U.N. agencies and states that sign the CBD agreement will commit to incorporating the concerns of indigenous peoples in their global development plans.
One mechanism that will also be discussed at the New York meeting is an U.N.-sanctioned study of "Indicators of Well-Being." The indicators are based on interviews with indigenous peoples. They include what indigenous peoples -- many of whom are not wage earners, but rely on natural resources -- consider to be their own measures of poverty and development. The U.N. and national governments will use the Indicators of Wellbeing to determine how they can better reduce poverty and work to improve the lives of indigenous peoples.
The Forum will also look at some of the issues facing indigenous migrants who leave their territories for work in urban areas, sometimes in other countries. For example, those who cross borders are often subject to abuse, economic exploitation, poor living conditions, arrest and deportation. And it is not unusual for those migrants who return home to find that their traditional land has been lost.
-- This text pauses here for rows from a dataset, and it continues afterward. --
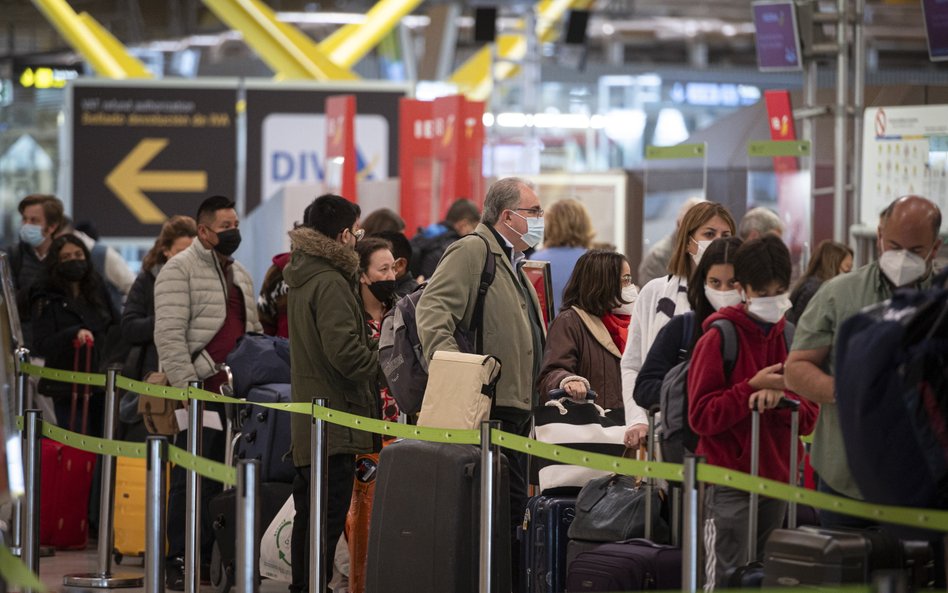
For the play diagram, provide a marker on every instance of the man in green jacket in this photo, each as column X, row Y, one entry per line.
column 512, row 222
column 330, row 357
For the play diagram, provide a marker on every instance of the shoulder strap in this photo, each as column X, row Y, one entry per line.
column 487, row 278
column 729, row 344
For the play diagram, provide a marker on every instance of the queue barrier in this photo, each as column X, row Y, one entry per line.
column 14, row 572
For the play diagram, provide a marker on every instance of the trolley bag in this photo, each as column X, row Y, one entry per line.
column 543, row 543
column 223, row 509
column 66, row 476
column 265, row 433
column 423, row 536
column 751, row 574
column 632, row 565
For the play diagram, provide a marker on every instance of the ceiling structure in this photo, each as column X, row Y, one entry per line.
column 701, row 33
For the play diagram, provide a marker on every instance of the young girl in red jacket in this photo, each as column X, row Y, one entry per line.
column 719, row 406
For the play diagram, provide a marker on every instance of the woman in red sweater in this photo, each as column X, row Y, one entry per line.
column 719, row 406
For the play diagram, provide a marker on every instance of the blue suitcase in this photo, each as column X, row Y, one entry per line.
column 543, row 542
column 265, row 433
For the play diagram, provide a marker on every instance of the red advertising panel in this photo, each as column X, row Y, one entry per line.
column 415, row 146
column 340, row 173
column 473, row 150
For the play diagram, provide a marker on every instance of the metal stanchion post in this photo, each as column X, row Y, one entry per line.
column 794, row 470
column 33, row 429
column 103, row 577
column 489, row 477
column 156, row 486
column 317, row 500
column 248, row 517
column 690, row 531
column 20, row 394
column 192, row 526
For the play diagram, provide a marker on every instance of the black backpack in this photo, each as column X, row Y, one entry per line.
column 677, row 437
column 400, row 354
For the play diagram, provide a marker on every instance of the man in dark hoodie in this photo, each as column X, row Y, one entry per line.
column 330, row 357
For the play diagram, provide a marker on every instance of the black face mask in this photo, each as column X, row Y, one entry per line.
column 74, row 270
column 227, row 241
column 382, row 290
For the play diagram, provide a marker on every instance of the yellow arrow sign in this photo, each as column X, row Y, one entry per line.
column 128, row 182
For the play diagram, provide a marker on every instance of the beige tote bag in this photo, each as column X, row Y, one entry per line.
column 460, row 390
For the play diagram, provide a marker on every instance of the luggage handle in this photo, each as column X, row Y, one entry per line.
column 752, row 515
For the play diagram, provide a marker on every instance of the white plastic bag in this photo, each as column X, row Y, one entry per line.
column 275, row 562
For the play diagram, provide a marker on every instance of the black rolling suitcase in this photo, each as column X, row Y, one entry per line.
column 543, row 543
column 423, row 535
column 265, row 433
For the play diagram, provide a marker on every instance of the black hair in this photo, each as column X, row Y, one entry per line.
column 720, row 251
column 401, row 247
column 762, row 261
column 90, row 287
column 331, row 214
column 209, row 207
column 595, row 285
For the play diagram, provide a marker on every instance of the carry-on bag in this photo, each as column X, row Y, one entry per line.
column 265, row 433
column 66, row 475
column 543, row 543
column 423, row 537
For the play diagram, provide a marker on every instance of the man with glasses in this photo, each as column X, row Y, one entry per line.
column 512, row 222
column 330, row 357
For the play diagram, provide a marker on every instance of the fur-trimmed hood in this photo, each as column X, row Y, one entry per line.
column 307, row 244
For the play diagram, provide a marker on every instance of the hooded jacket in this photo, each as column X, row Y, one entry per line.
column 718, row 406
column 190, row 308
column 330, row 354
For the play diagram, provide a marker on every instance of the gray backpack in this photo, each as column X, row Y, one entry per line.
column 677, row 437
"Many indigenous people in North Africa cannot survive on their economies in Morocco, Algeria and other countries so they migrate to Europe to work. But due to currency controls it may be difficult to get [their earned] money back to their families in rural areas. Their government does not necessarily commit itself to the free flow of money… The issue is about economic and ecological migrants who've gone to Europe to earn income to feed families back home."
Crawhall says Africa is already seeing advances in the rights of indigenous people. He says, for example, that the government of Burundi and indigenous rights groups there are working together to minimize the effects of climate change and to protect biodiversity.
Meanwhile, he says, on the international level, U.N. agencies are improving their collection and dissemination of data on indigenous peoples. He says U.N. agencies with such varied concerns as forestry, health care, labor rights, agriculture and children's rights are coordinating their activities to better extend development to indigenous groups.